Scientists have a skewed picture of Earth's biodiversity because they tend to ignore the microscopic life that is literally underfoot. "Nobody's ever just taken a bunch of soils and said, 'Let's see what we have,'" says Noah Fierer, a microbial ecologist at the University of Colorado. When he and his colleagues examined 98 soil samples, from the Arctic tundra to the Amazonian rain forest, they were floored by the results. The Amazonian rain forest is a bacterial desert, while the comparatively dry grasslands of the Great Basin in Nevada are lush with microbes. "The only thing that predicted bacterial diversity was soil acidity," Fierer says. Grasslands are near neutral, while rain forests are acidic—and bacteria hate acid.

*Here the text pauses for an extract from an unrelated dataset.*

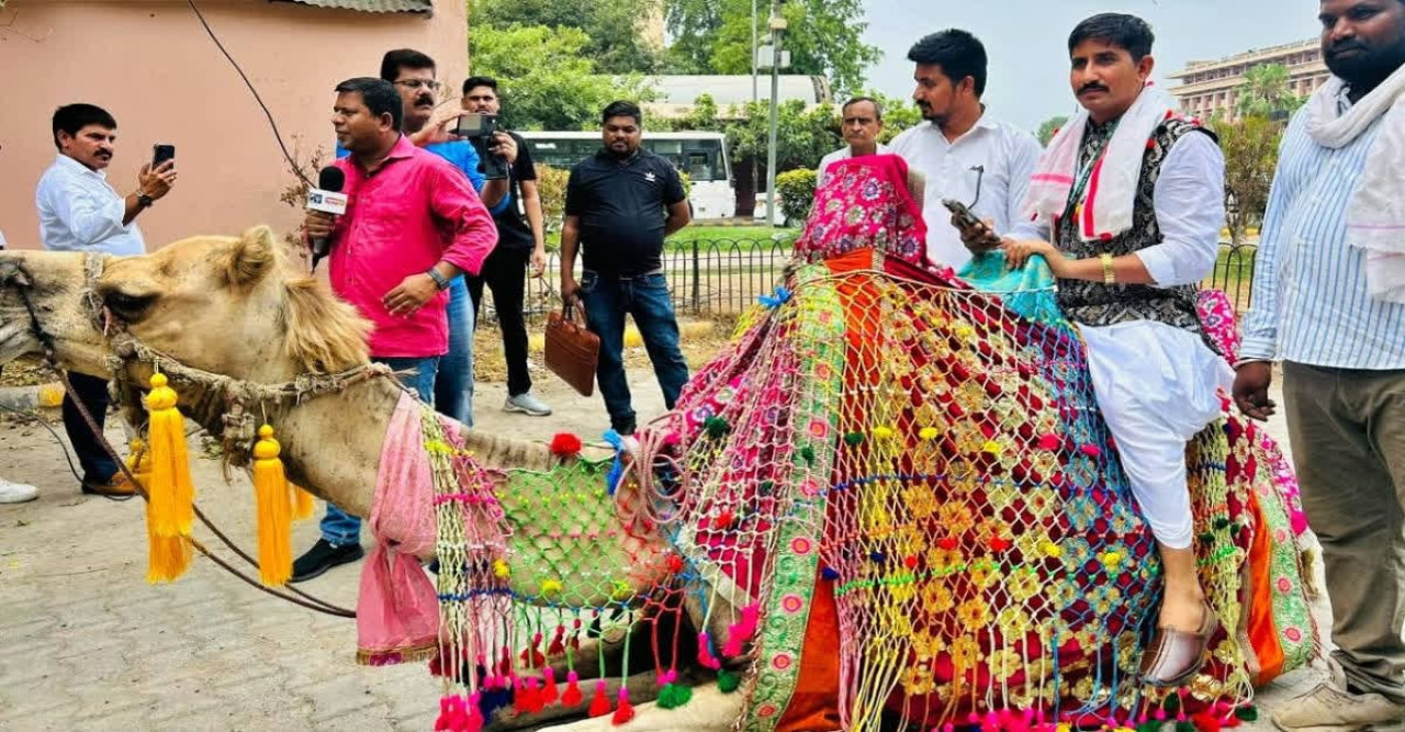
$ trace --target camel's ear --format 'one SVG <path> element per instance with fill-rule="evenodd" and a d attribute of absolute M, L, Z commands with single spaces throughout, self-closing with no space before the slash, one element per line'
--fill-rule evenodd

Until recently, the molecular tools needed to identify bacterial diversity did not exist. And, as Fierer freely admits, tallying soil bacteria is unglamorous work. These factors may explain why scientists have been so slow to pursue the project, even though bacteria are key in recycling nutrients through the ecosystem. "It's not an overstatement to say that they're responsible for keeping things running on Earth," Fierer says.
Even now, the world of soil bacteria is still largely terra incognita. "We're just starting to scratch the surface," Fierer says. "We still don't know what they're doing down there," he says.